Eise hates what the entertainment industry has done to his profession. People he meets say they want to be him, what an exciting profession he has, and it isn’t true, it just isn’t. He doesn’t go to crime scenes or wear a gun. He never has. He doesn’t get a special phone call and put on a special uniform or jumpsuit and rush out in a special all-terrain crime scene vehicle to look for fibers or fingerprints or DNA or Martians. Cops and crime scene technicians do that. Medical examiners and death investigators do that. In the old days when life was simpler and the public left forensic people alone, homicide detectives like Pete Marino drove their beat-up junkers to the scene, gathered the evidence themselves, and not only knew what to collect but what to leave.

Don’t vacuum the whole goddamn parking lot. Don’t stuff the poor woman’s entire bedroom inside fifty-gallon plastic bags and bring all that shit in here. It’s like someone panning for gold and bringing home the entire stream bed instead of carefully sifting through it first. A lot of the nonsense that goes on these days is laziness. But there are other problems, more insidious ones, and Eise keeps thinking that maybe he ought to retire. He has no time for research or just plain fun and is nagged by paperwork that must be perfect, just as his analysis must be perfect. He suffers from eyestrain and insomnia. Rarely is he thanked or given credit when a case is solved and the guilty person gets what he deserves. What kind of world do we live in? It has gotten worse. Yes it has.

“If you do run into Dr. Scarpetta,” Eise remarks, “ask her about Marino.

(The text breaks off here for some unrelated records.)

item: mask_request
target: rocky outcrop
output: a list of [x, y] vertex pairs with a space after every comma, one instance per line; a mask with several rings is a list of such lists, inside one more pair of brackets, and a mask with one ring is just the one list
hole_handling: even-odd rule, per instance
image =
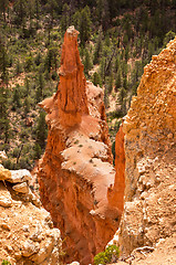
[[61, 236], [29, 187], [28, 170], [0, 167], [0, 263], [60, 264]]
[[123, 126], [126, 187], [116, 239], [127, 256], [176, 234], [176, 39], [145, 66]]
[[85, 82], [76, 39], [69, 28], [58, 92], [40, 104], [49, 136], [38, 176], [42, 203], [64, 239], [65, 261], [89, 264], [113, 236], [120, 211], [107, 200], [115, 171], [103, 92]]

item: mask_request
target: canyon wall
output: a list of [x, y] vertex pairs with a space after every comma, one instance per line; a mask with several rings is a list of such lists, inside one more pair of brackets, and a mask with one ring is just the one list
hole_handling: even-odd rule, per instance
[[[125, 257], [176, 236], [176, 39], [145, 66], [123, 131], [125, 204], [114, 239]], [[167, 255], [162, 264], [174, 261]]]
[[0, 264], [59, 265], [61, 234], [29, 187], [30, 172], [0, 165]]
[[112, 239], [121, 211], [107, 199], [115, 170], [103, 91], [85, 81], [77, 33], [68, 29], [58, 92], [40, 104], [49, 135], [38, 177], [42, 203], [64, 240], [65, 262], [89, 264]]

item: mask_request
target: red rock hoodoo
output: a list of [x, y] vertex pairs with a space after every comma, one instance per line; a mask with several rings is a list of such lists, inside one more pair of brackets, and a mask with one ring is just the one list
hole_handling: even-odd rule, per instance
[[58, 92], [40, 104], [49, 136], [38, 177], [42, 203], [64, 239], [65, 261], [89, 264], [118, 227], [120, 211], [107, 200], [115, 170], [103, 92], [85, 81], [77, 33], [68, 29]]

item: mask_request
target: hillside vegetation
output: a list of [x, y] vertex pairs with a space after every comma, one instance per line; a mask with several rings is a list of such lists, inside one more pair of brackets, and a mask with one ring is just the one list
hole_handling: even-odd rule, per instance
[[80, 31], [86, 78], [104, 89], [114, 150], [144, 66], [175, 36], [176, 0], [1, 0], [0, 149], [9, 169], [31, 169], [45, 147], [38, 103], [56, 91], [71, 24]]

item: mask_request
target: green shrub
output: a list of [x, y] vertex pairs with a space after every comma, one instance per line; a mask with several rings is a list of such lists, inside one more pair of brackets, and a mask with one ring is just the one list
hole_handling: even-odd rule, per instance
[[110, 245], [104, 252], [100, 252], [94, 256], [94, 264], [108, 264], [115, 263], [120, 256], [120, 250], [116, 245]]

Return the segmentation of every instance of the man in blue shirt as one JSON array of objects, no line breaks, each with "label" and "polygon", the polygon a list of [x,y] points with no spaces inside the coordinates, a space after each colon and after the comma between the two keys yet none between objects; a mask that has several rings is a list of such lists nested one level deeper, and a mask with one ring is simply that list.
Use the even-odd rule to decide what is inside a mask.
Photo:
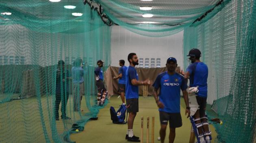
[{"label": "man in blue shirt", "polygon": [[102,93],[103,95],[106,95],[106,89],[105,87],[105,84],[104,83],[104,76],[103,74],[103,71],[101,67],[103,67],[103,61],[100,60],[97,62],[97,64],[98,67],[94,70],[94,74],[96,76],[96,86],[97,87],[98,90],[98,105],[100,105],[100,97]]},{"label": "man in blue shirt", "polygon": [[[187,84],[183,77],[175,72],[178,65],[176,59],[170,57],[167,59],[167,71],[158,75],[153,86],[153,95],[159,108],[161,128],[159,131],[161,143],[165,137],[166,128],[169,121],[170,133],[169,143],[173,143],[175,138],[175,129],[182,126],[180,116],[180,89],[182,90],[187,106],[185,114],[190,114]],[[159,90],[159,99],[157,90]]]},{"label": "man in blue shirt", "polygon": [[69,94],[69,80],[71,79],[69,71],[65,70],[65,63],[63,60],[58,62],[58,67],[56,74],[56,88],[55,100],[55,120],[59,120],[59,109],[61,101],[61,118],[69,120],[71,118],[67,116],[66,107]]},{"label": "man in blue shirt", "polygon": [[[205,114],[207,97],[208,67],[206,65],[200,61],[201,55],[201,52],[197,49],[193,48],[189,51],[187,56],[190,57],[189,59],[191,64],[187,67],[186,73],[183,72],[183,74],[185,79],[189,79],[190,87],[197,87],[199,90],[195,94],[189,95],[189,101],[191,105],[191,110],[193,108],[192,106],[195,105],[197,106],[195,109],[195,111],[193,111],[191,110],[191,113],[192,111],[195,112],[193,118],[198,130],[200,142],[210,143],[210,136],[211,132],[209,130],[208,118]],[[193,98],[196,99],[193,100]],[[193,103],[193,101],[195,103]],[[198,106],[199,109],[197,109]]]},{"label": "man in blue shirt", "polygon": [[124,101],[124,92],[125,92],[126,72],[127,67],[124,65],[125,61],[124,60],[119,61],[119,65],[121,67],[119,68],[118,76],[113,78],[114,80],[119,78],[118,81],[118,92],[120,93],[123,105],[125,105]]},{"label": "man in blue shirt", "polygon": [[149,85],[150,82],[147,80],[139,81],[138,74],[135,67],[139,65],[139,59],[136,54],[130,53],[128,55],[128,61],[130,66],[126,73],[126,91],[127,112],[129,113],[128,125],[128,130],[126,139],[128,141],[139,142],[139,138],[134,135],[132,128],[133,122],[139,111],[139,85]]},{"label": "man in blue shirt", "polygon": [[81,101],[84,94],[84,75],[85,72],[83,69],[84,64],[80,58],[77,58],[71,69],[73,77],[74,106],[74,111],[83,111],[81,109]]}]

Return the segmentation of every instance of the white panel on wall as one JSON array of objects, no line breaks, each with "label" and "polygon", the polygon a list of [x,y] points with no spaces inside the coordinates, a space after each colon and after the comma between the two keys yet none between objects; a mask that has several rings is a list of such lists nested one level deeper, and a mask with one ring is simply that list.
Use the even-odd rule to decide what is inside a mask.
[{"label": "white panel on wall", "polygon": [[[113,26],[111,33],[111,66],[118,67],[118,61],[124,59],[128,65],[128,54],[135,53],[139,58],[140,67],[165,66],[166,60],[173,57],[178,66],[183,67],[183,32],[163,37],[150,37],[131,32],[119,26]],[[152,60],[154,59],[154,60]],[[145,65],[146,61],[149,61]],[[151,61],[155,61],[154,63]],[[145,64],[143,64],[145,63]]]}]

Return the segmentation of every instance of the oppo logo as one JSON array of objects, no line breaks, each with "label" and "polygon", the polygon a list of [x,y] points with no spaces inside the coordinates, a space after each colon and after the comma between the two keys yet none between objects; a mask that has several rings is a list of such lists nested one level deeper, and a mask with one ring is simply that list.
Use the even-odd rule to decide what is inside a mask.
[{"label": "oppo logo", "polygon": [[180,84],[178,83],[164,83],[164,85],[167,85],[167,86],[178,86],[180,85]]}]

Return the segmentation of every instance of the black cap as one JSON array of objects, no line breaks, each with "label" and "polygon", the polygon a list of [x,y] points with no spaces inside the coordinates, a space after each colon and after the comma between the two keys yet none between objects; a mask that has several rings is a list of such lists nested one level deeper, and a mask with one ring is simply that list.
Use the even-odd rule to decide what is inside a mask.
[{"label": "black cap", "polygon": [[101,63],[103,63],[104,62],[102,60],[100,60],[97,62],[97,64],[99,65]]},{"label": "black cap", "polygon": [[200,50],[197,48],[193,48],[189,51],[189,55],[187,56],[195,56],[196,57],[200,57],[202,56]]},{"label": "black cap", "polygon": [[170,57],[168,58],[168,59],[167,59],[167,61],[166,61],[166,63],[168,63],[168,62],[169,61],[172,61],[177,63],[177,60],[176,60],[176,59],[174,58],[173,57]]}]

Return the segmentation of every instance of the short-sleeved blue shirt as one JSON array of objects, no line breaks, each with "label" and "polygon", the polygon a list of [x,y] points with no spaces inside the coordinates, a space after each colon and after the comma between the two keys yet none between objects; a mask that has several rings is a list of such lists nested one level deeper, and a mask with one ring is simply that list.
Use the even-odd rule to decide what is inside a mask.
[{"label": "short-sleeved blue shirt", "polygon": [[103,71],[101,69],[101,68],[98,67],[95,69],[94,74],[96,76],[100,76],[100,80],[104,80],[104,76],[103,75]]},{"label": "short-sleeved blue shirt", "polygon": [[199,91],[196,93],[198,96],[207,97],[207,78],[208,67],[203,62],[195,62],[190,64],[187,69],[189,73],[189,86],[198,86]]},{"label": "short-sleeved blue shirt", "polygon": [[122,74],[122,78],[119,79],[118,81],[118,83],[119,84],[125,84],[126,82],[126,72],[127,67],[125,66],[123,66],[119,68],[119,71],[118,71],[118,74]]},{"label": "short-sleeved blue shirt", "polygon": [[126,98],[139,98],[139,87],[132,84],[132,80],[139,80],[138,74],[135,68],[129,66],[126,69]]},{"label": "short-sleeved blue shirt", "polygon": [[183,91],[187,88],[183,76],[177,73],[171,75],[165,72],[158,75],[153,86],[156,89],[160,88],[159,101],[163,103],[164,107],[159,108],[159,111],[180,112],[180,89]]}]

He and I used to pal around when he came down here, used to put away a few beers at the FOP lounge.”

“He’s here,” Kit says. “He came with her. You know, I’m feeling a little weird, that tickle in my throat, and I’m aching. Hope I’m not getting the damn flu.”

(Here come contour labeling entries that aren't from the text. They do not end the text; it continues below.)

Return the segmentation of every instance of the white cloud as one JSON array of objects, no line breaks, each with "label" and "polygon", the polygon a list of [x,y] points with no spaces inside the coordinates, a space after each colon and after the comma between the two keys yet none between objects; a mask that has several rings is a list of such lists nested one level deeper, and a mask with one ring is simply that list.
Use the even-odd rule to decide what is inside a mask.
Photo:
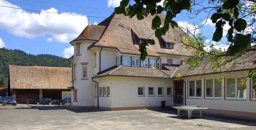
[{"label": "white cloud", "polygon": [[5,44],[0,38],[0,48],[5,47]]},{"label": "white cloud", "polygon": [[209,18],[208,18],[206,19],[204,19],[203,21],[201,22],[202,24],[204,24],[204,25],[209,25],[211,26],[215,26],[215,24],[212,22],[212,20],[211,20]]},{"label": "white cloud", "polygon": [[48,38],[46,39],[46,41],[47,41],[48,42],[52,41],[53,41],[53,38],[52,38],[52,37]]},{"label": "white cloud", "polygon": [[186,33],[187,33],[188,30],[192,34],[196,35],[198,34],[200,31],[199,29],[197,29],[198,28],[197,25],[194,26],[192,24],[188,24],[186,22],[179,21],[177,23],[178,26]]},{"label": "white cloud", "polygon": [[70,47],[64,49],[62,51],[62,53],[64,55],[64,57],[69,58],[74,55],[74,46]]},{"label": "white cloud", "polygon": [[112,6],[113,8],[119,6],[120,5],[120,2],[122,0],[108,0],[108,7]]},{"label": "white cloud", "polygon": [[[5,0],[0,0],[0,5],[14,8],[20,7]],[[58,12],[52,8],[41,11]],[[76,14],[73,13],[61,14]],[[74,20],[75,19],[76,20]],[[20,37],[33,38],[49,34],[53,40],[68,42],[75,38],[88,25],[86,16],[53,14],[41,12],[30,13],[11,8],[1,8],[0,28]],[[48,40],[50,39],[47,39]]]}]

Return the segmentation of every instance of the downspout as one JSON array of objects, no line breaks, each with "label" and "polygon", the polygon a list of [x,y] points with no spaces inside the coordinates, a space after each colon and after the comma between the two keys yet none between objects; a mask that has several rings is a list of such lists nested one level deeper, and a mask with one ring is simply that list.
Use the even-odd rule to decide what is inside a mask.
[{"label": "downspout", "polygon": [[92,81],[96,83],[97,84],[97,108],[100,108],[99,106],[99,83],[96,81],[93,81],[93,77],[92,77]]},{"label": "downspout", "polygon": [[101,51],[102,50],[102,47],[100,47],[101,49],[100,49],[100,63],[99,63],[99,64],[100,64],[100,69],[99,69],[99,72],[100,72],[101,71],[101,70],[100,70],[100,68],[101,68]]}]

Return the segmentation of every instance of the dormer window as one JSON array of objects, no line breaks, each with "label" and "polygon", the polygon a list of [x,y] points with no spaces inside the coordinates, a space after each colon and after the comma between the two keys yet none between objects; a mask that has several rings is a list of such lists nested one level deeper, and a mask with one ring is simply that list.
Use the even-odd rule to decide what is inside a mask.
[{"label": "dormer window", "polygon": [[173,44],[166,43],[165,44],[165,48],[173,49]]}]

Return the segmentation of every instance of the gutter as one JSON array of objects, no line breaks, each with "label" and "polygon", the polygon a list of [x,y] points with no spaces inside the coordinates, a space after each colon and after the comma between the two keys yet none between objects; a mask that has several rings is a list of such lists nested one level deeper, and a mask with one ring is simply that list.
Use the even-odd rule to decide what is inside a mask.
[{"label": "gutter", "polygon": [[97,108],[99,108],[99,83],[98,82],[93,80],[93,77],[92,77],[92,80],[93,82],[96,83],[97,84]]},{"label": "gutter", "polygon": [[100,47],[101,49],[100,49],[100,63],[99,63],[99,64],[100,64],[100,69],[99,69],[99,71],[100,72],[101,71],[101,69],[100,68],[101,67],[101,51],[102,50],[102,47]]}]

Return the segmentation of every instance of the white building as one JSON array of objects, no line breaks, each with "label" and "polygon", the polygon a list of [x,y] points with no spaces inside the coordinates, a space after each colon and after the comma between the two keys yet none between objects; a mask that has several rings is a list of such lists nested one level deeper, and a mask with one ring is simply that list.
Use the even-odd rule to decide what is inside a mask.
[{"label": "white building", "polygon": [[[248,63],[237,64],[234,73],[228,66],[221,75],[224,81],[216,82],[220,74],[210,70],[205,60],[188,70],[192,52],[179,41],[186,35],[180,28],[170,27],[159,39],[152,35],[153,18],[138,20],[134,17],[129,23],[128,17],[114,13],[97,25],[87,26],[70,42],[74,47],[69,60],[73,65],[73,107],[140,109],[159,107],[165,100],[167,106],[196,104],[213,111],[256,112],[255,85],[250,79],[239,84],[248,70],[255,69],[250,62],[256,59],[256,53],[249,51],[247,57],[230,61],[230,65]],[[139,45],[148,37],[156,44],[147,46],[148,54],[142,61]],[[181,79],[176,78],[179,73]]]}]

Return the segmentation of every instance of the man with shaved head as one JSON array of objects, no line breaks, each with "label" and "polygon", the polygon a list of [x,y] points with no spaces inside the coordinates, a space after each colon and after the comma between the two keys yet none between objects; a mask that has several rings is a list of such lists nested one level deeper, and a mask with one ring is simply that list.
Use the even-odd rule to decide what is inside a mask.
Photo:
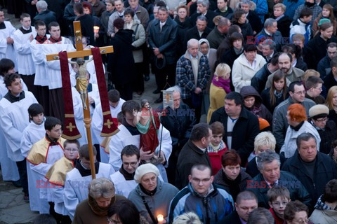
[{"label": "man with shaved head", "polygon": [[189,40],[186,52],[177,62],[177,83],[181,88],[183,102],[195,108],[197,122],[200,119],[202,90],[206,88],[210,75],[209,60],[199,51],[199,41]]}]

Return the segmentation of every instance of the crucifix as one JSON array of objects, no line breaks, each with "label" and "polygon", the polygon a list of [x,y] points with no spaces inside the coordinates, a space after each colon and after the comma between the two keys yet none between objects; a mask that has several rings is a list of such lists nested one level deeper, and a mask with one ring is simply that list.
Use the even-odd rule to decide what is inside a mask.
[{"label": "crucifix", "polygon": [[[100,54],[107,54],[114,52],[114,48],[112,46],[106,46],[99,48],[99,57],[97,57],[97,49],[88,49],[88,50],[83,50],[83,45],[82,45],[82,34],[81,31],[81,22],[79,21],[74,22],[74,33],[75,34],[74,42],[76,45],[76,50],[77,51],[73,52],[60,52],[58,54],[53,54],[46,55],[47,61],[52,61],[52,60],[60,60],[60,66],[61,66],[61,72],[62,76],[62,89],[64,92],[64,98],[66,97],[72,97],[71,94],[71,90],[69,92],[69,90],[66,90],[67,88],[70,88],[70,78],[69,78],[69,69],[67,66],[68,58],[81,58],[84,59],[86,56],[93,55],[93,58],[95,59],[95,56],[96,55],[96,61],[95,62],[95,66],[96,69],[96,74],[98,78],[98,84],[100,90],[100,97],[101,100],[101,106],[103,111],[103,127],[101,132],[101,136],[109,136],[116,134],[119,130],[117,129],[117,126],[114,125],[114,123],[111,122],[112,120],[111,118],[111,113],[109,107],[109,102],[107,102],[107,90],[105,84],[105,78],[104,77],[104,73],[103,70],[103,63],[100,57]],[[95,52],[95,53],[94,53]],[[64,63],[64,57],[66,57],[66,63],[67,66],[65,66],[65,63]],[[83,60],[83,59],[82,59]],[[99,64],[100,63],[100,65]],[[86,66],[86,63],[85,64]],[[85,67],[82,68],[82,69],[86,69]],[[65,76],[65,74],[66,76]],[[103,77],[102,77],[103,76]],[[100,80],[100,81],[99,81]],[[103,85],[104,84],[104,85]],[[70,96],[69,94],[65,96],[65,91],[68,91],[67,93],[70,92]],[[81,91],[83,94],[85,94],[86,96],[88,95],[88,91],[86,89],[86,85],[85,88],[81,88],[79,91]],[[82,98],[82,97],[81,97]],[[71,107],[72,113],[67,113],[65,111],[65,130],[64,132],[67,132],[69,134],[65,135],[65,139],[77,139],[81,136],[79,134],[77,128],[76,127],[76,124],[74,120],[74,111],[72,109],[72,99],[67,99],[67,100],[65,100],[65,111],[66,111],[66,108],[67,107],[70,108]],[[69,100],[68,100],[69,99]],[[88,103],[88,97],[83,97],[82,101],[84,102],[84,106],[83,106],[83,111],[84,111],[84,122],[85,123],[85,127],[86,130],[86,135],[88,138],[88,145],[89,148],[89,157],[90,157],[90,166],[91,169],[91,176],[93,178],[95,178],[95,161],[93,161],[93,143],[91,140],[91,118],[90,117],[90,109],[89,109],[89,103]],[[66,105],[66,102],[70,102],[72,105]],[[84,104],[85,102],[85,104]],[[103,108],[104,107],[104,108]],[[67,120],[68,119],[68,120]],[[77,132],[77,134],[72,134],[72,132]],[[65,134],[62,134],[62,136]],[[67,138],[68,137],[68,138]]]}]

“He’s here? Holy cow. I’m gonna call that boy right away. Well, hallelujah! So he’s working on the Sick Girl too.”

Gilly Paulsson now goes by that name, if she is referred to by a name at all. It’s easier not to use a real name, assuming one can remember it. Victims become where they were found or what was done to them. The Suitcase Lady. The Sewer Lady. The Landfill Baby. The Rat Man. The Duct Tape Man. As for the real birth names of these dead people, most of the time Eise hasn’t a clue. He prefers not to have a clue.

“If Scarpetta has any opinions about why Sick Girl has red, white, and blue paint and some other weirdo dust in her mouth, I’m listening,” he says. “Apparently metal painted red, white, and blue. There’s unpainted metal, too, bits of shiny metal. And something else. I don’t know what the something else is.” He manipulates the trace evidence on the slide, obsessively moving it around. “I’ll run SEM/EDX next, see what kind of metal. Anything red, white, and blue at Sick Girl’s house? Guess I’ll be tracking down that boy Marino and buy him a few cool ones. Lord, I could use a few myself.”

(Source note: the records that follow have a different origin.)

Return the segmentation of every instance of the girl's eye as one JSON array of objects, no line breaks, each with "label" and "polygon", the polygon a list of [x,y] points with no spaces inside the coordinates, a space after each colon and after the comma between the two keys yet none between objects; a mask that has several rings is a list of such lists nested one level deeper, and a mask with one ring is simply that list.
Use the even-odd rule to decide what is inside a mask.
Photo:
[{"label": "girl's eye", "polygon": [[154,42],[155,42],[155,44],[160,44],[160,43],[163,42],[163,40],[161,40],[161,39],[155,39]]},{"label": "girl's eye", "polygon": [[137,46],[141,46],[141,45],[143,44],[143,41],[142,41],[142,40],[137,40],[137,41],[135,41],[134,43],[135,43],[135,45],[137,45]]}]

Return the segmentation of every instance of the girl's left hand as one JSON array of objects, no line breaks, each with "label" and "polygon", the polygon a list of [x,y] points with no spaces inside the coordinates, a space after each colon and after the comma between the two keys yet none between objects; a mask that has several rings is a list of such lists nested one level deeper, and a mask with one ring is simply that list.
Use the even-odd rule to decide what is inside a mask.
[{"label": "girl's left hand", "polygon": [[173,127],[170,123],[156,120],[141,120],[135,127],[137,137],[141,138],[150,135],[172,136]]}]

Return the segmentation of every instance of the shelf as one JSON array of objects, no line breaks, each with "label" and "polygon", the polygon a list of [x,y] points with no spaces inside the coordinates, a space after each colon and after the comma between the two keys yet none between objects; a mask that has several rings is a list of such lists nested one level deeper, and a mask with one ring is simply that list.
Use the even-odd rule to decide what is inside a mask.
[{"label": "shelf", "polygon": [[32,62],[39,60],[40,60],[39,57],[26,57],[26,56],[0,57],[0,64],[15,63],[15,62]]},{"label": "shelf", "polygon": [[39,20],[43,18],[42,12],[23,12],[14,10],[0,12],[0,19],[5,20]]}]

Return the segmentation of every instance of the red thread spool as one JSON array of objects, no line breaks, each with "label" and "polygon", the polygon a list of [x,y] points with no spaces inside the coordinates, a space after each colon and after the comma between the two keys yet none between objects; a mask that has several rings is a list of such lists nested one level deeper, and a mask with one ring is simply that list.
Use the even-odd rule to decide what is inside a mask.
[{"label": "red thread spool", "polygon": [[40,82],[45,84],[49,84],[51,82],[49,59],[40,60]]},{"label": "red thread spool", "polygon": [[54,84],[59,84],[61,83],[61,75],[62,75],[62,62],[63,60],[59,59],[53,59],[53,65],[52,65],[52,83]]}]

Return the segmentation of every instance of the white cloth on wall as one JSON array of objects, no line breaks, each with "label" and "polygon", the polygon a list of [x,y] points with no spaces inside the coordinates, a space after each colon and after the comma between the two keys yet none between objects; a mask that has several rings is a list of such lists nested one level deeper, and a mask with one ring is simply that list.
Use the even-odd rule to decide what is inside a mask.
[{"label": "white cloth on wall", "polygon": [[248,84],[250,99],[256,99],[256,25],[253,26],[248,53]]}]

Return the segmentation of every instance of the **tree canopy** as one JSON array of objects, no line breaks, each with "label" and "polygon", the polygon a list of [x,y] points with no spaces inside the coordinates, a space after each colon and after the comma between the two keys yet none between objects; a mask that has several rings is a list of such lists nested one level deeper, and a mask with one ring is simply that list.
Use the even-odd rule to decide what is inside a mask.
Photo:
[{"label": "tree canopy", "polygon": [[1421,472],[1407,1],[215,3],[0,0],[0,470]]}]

“Don’t talk about cool ones right now,” Kit says. “I’m feeling kind of sick. I know we can’t catch things from swabs and tape lifts and all the rest. But sometimes I wonder when they send up all that crap from the morgue.”

“Nope. All those little bacteria are as dead as doornails when they get to us,” Eise says, looking up at her. “You look at ‘em close enough, they all got on teeny-weeny toe tags. You look pale, girl.” He hates to encourage her sudden bout of illness. It’s lonely up here when Kit isn’t around, but she doesn’t feel good. It’s obvious. It’s not right of him to pretend otherwise. “Why don’t you take a break, girl? Did you get a flu shot? They ran out by the time I got around to it.”

“Me too. Couldn’t get one anywhere,” she says, getting up from her chair. “I think I’ll go make some hot tea.”